On 9 September, the IDF said that a militant that commanded a Hamas Nukhba group in Beit Hanoun, and took part in the 7 October attacks, and took parts in raids that killed and injured IDF soldiers, was killed by the IDF, while he was planning and about to execute additional attacks against IDF.

On 29 October, the Israeli Air Force said that it targeted a number of senior Hamas militants, including 21 commanders out of which one was a Nukhba Force commander.

On 6 March 2026, the IDF said that its Golani Brigade in the past week killed eight Nukhba Force militants whom it accused of violating the truce.

On 29 August 2026, the IDF confirmed to have asassinated commander Hani Abd al-Hai Fakhri Mazloum.

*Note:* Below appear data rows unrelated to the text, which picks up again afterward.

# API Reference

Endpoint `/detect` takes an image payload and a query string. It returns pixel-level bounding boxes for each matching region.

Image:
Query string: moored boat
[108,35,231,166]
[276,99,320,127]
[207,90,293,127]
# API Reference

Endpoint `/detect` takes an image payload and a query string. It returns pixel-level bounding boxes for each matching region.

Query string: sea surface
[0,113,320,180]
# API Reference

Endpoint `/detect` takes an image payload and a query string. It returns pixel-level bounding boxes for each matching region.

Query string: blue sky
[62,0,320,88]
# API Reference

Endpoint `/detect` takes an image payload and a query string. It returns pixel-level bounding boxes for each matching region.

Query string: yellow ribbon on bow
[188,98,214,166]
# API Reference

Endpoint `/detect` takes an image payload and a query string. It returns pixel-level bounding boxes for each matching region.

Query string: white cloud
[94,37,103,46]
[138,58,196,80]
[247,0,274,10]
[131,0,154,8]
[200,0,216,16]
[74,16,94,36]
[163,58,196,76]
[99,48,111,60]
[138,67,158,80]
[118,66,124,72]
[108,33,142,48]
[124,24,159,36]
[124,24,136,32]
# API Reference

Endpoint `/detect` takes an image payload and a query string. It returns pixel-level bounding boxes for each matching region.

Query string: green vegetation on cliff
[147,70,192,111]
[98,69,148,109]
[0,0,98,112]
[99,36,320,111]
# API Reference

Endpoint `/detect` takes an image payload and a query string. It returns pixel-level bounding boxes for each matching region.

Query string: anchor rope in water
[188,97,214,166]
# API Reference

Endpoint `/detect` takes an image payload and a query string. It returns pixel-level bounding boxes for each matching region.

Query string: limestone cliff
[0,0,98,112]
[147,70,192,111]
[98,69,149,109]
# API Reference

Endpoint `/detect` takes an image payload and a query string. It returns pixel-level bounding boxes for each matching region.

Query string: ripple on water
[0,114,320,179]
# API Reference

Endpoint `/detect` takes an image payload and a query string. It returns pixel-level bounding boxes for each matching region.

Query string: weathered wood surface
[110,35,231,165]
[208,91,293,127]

== Confessions from captured militants ==
According to Israel's security service Shin Bet, captured Nukhba members were ordered to kill everyone they saw. If they brought hostages back to Gaza they would be richly rewarded.

According to footage the Israeli security services released of interrogation of purportedly captured Nukhba members, Hamas has been using medical facilities in the Gaza Strip, especially the Shifa Hospital in Gaza City, to shield themselves from Israeli strikes and that the underground levels of the hospital are utilized for hiding resources like weapons and ammunition. Hamas denied these claims.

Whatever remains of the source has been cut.